Мне рассказывали, что Фром живет скудно, что доходов от лесопилки и урожая, который он собирает с худородных полей своей фермы, еле хватает на то, чтобы продержаться до весны, но такой крайней бедности я все же не предполагал и потому выразил вслух свое недоумение.
— Не повезло человеку, вот и весь сказ, — отвечал Хармон. — Ежели мужик двадцать с лишним лет едва ноги таскает, а хозяйство у него на глазах прахом идет, так это его точит, ясное
На другое утро, выглянув в окошко, я увидел между елок у калитки Варнумов знакомого гнедого — и вскоре уже садился в сани рядом с Итаном Фромом, молча откинувшим потертую медвежью полсть. Так начались наши ежедневные поездки: по утрам он заезжал за мной и подвозил до Корбери-Флэтс, где я пересаживался в поезд, а по вечерам встречал меня на той же станции и вез обратно в Старкфилд. Дорога была не длинная — всего мили три, но старый конь трусил не спеша, и хотя полозья саней легко скользили по твердому снегу, путь всякий раз занимал без малого час. Фром правил лошадью молча, перекинув вожжи через левую руку; на голове он носил высокий картуз с козырьком, похожий на старинный воинский шлем, и его бронзовый, прорезанный глубокими морщинами профиль чеканно вырисовывался на фоне снежных сугробов — словно выбитый на медали профиль античного полководца. Он никогда не поворачивался ко мне лицом, а на мои вопросы или робкие попытки пошутить отвечал односложно. Он представлялся мне частицей унылого зимнего безмолвия, воплощением застывшего горя, когда все, что способно жить и чувствовать, погребено под снегом и сковано холодом; но в его молчании не было никакой враждебности. Я видел, что стена, которой он отгородился от мира, так надежно укреплена, что походя к ней не подступиться, и в то же время мне казалось, что его одиночество и отрешенность объясняются не только его личной бедой или даже трагедией, но что в его душе, по меткому наблюдению Хармона Гау, скопился холод многих и многих старкфилдских зим.
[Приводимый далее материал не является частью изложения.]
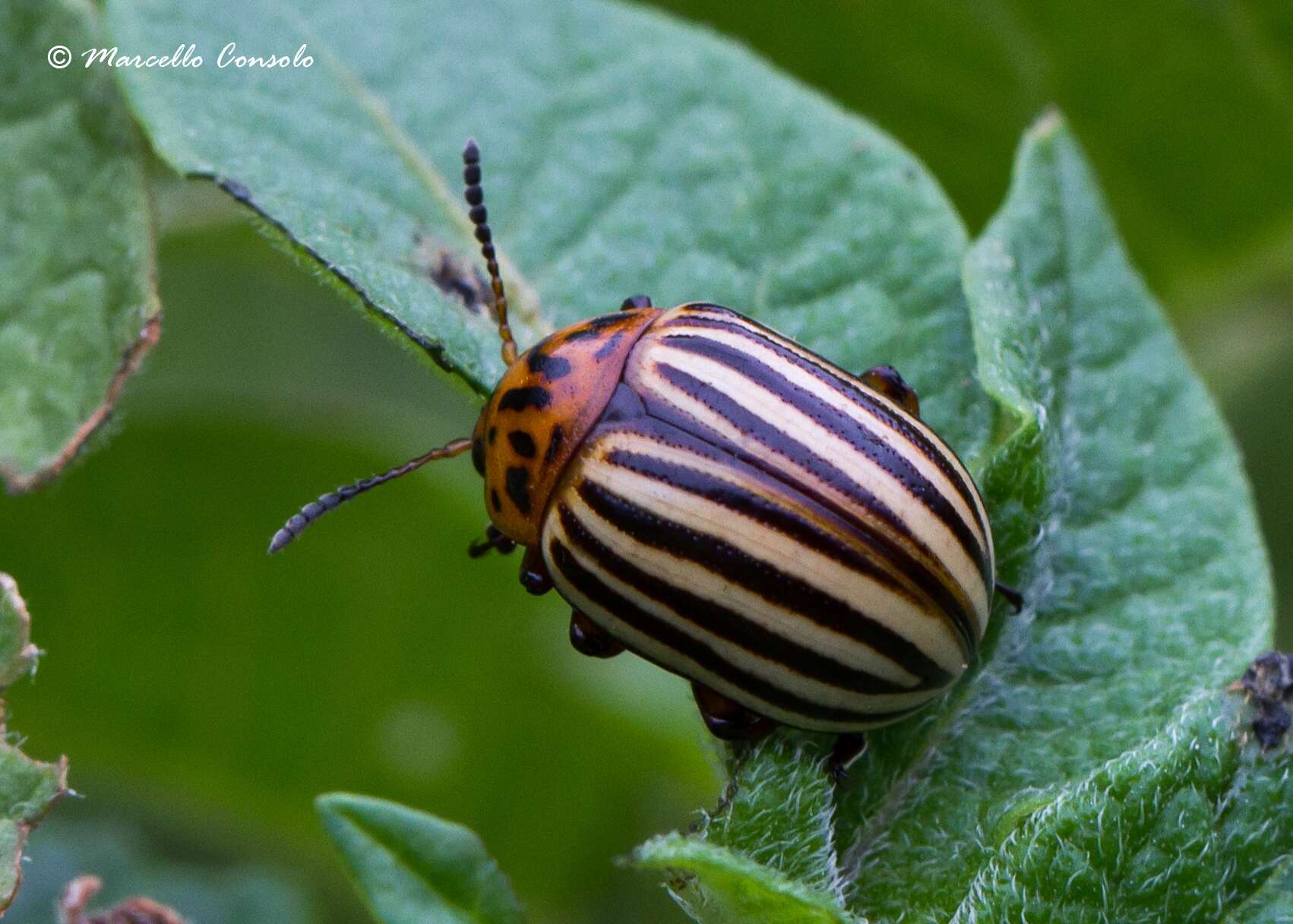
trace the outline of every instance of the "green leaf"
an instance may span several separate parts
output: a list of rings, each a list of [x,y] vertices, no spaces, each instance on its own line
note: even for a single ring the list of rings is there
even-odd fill
[[[1170,307],[1230,309],[1272,278],[1287,287],[1287,4],[809,0],[787,28],[780,0],[653,3],[866,113],[930,166],[971,226],[996,208],[1020,129],[1055,104]]]
[[[31,643],[30,630],[31,616],[17,582],[0,572],[0,687],[35,673],[40,652]],[[67,762],[31,760],[9,742],[0,725],[0,914],[18,893],[27,835],[66,792]]]
[[[1263,754],[1235,705],[1201,692],[1054,792],[999,840],[952,920],[1221,921],[1241,908],[1250,921],[1288,907],[1288,748]]]
[[[394,802],[348,793],[319,815],[381,924],[516,924],[521,906],[472,831]]]
[[[899,366],[963,457],[988,445],[959,282],[966,232],[937,184],[874,127],[707,32],[587,1],[469,16],[387,4],[363,43],[339,3],[306,13],[242,0],[197,21],[176,0],[107,10],[122,48],[194,41],[213,58],[228,41],[308,45],[309,69],[208,61],[118,76],[163,159],[215,179],[477,390],[502,370],[491,324],[442,291],[427,260],[428,241],[432,256],[476,259],[456,193],[468,135],[508,283],[534,296],[517,317],[522,344],[637,291],[712,299],[846,368]],[[811,857],[813,879],[835,875],[820,826],[751,813],[771,826],[751,839],[782,845],[769,868],[798,875],[794,858]]]
[[[144,151],[83,0],[0,8],[0,479],[58,475],[156,342]]]
[[[1027,849],[1002,846],[1027,822],[1034,840],[1058,845],[1051,859],[1076,855],[1091,848],[1055,806],[1076,810],[1104,793],[1111,817],[1120,792],[1138,786],[1149,805],[1177,797],[1168,780],[1210,786],[1206,767],[1188,761],[1208,742],[1187,732],[1215,709],[1171,723],[1200,688],[1237,677],[1271,630],[1237,454],[1058,116],[1025,138],[1006,206],[966,259],[966,290],[979,378],[1003,412],[980,484],[1002,571],[1028,608],[1011,616],[998,606],[978,670],[936,709],[870,735],[833,814],[811,782],[821,748],[778,769],[769,744],[738,766],[736,792],[705,836],[780,871],[789,854],[756,846],[769,815],[776,830],[817,819],[834,831],[848,907],[871,920],[958,910],[966,920],[1020,919],[993,902],[1005,905],[1009,884],[1028,875],[1024,894],[1060,919],[1129,920],[1120,914],[1139,901],[1184,915],[1166,919],[1210,920],[1168,901],[1215,872],[1206,850],[1162,868],[1120,866],[1126,850],[1102,854],[1103,875],[1124,877],[1125,903],[1100,884],[1069,906],[1072,870],[1028,867]],[[1250,796],[1267,811],[1279,805],[1277,793]],[[1228,846],[1214,837],[1209,849],[1224,862]],[[1288,846],[1276,837],[1270,849]],[[985,883],[1001,894],[976,905]],[[1241,877],[1232,885],[1222,911],[1250,888]],[[1038,905],[1027,911],[1045,916]]]
[[[694,837],[663,835],[643,844],[634,862],[670,874],[670,893],[703,924],[852,924],[838,893]]]
[[[204,56],[118,71],[160,157],[215,179],[477,390],[502,371],[491,324],[429,273],[447,256],[476,285],[468,136],[522,346],[639,291],[712,299],[850,368],[900,364],[958,450],[983,445],[966,234],[943,192],[884,135],[716,36],[587,0],[388,0],[362,23],[339,0],[107,10],[123,49]],[[217,69],[229,41],[305,44],[314,63]]]
[[[981,669],[921,720],[924,748],[873,736],[840,814],[853,907],[878,918],[950,915],[1049,789],[1153,740],[1271,632],[1234,444],[1056,115],[1025,137],[966,290],[980,380],[1015,419],[981,484],[1028,610],[998,612]]]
Только раз или два через разделявшую нас пропасть перекидывался временный мостик, но и этого было достаточно, чтобы мое намерение как можно больше узнать о нем окончательно укрепилось. Однажды я заговорил с ним о Флориде, где я работал год назад, и упомянул между прочим о том, как разительно не похожа здешняя зима на пейзаж Флориды в это же время года. К моему удивлению, Фром вдруг откликнулся:
— Это верно. Я тоже раз был во Флориде, и потом она еще долго мне вспоминалась, зимой особенно. Но теперь это уже все снегом замело.
Больше он ничего не сказал — и по особой интонации, прозвучавшей в его голосе, и по тому, как он резко оборвал свою речь, я мог только догадываться об остальном.
Через пару дней, садясь в поезд в Корбери-Флэтс, я хватился книжки, которую брал с собою читать в вагоне, — это была научно-популярная брошюра, посвященная, насколько мне помнится, недавним открытиям в области биохимии. Не найдя ее, я тут же о ней позабыл, а вечером, когда Фром приехал за мною, увидел свою книжку у него в руках.
— Вот, вы в санях оставили, — сказал он.
Я сунул брошюрку в карман, и мы, как всегда молча, тронулись в путь. Однако когда конь пошел шагом — по дороге к Старкфилду был пологий, но долгий подъем, — я заметил в сгущающихся сумерках, что мой возница повернулся ко мне лицом. Он заговорил первый:
— В этой книге пишут про такое, что я и понятия не имел.
Удивили меня не столько его слова, сколько неожиданный оттенок то ли обиды, то ли неудовольствия в его голосе: он был как будто неприятно поражен собственным невежеством.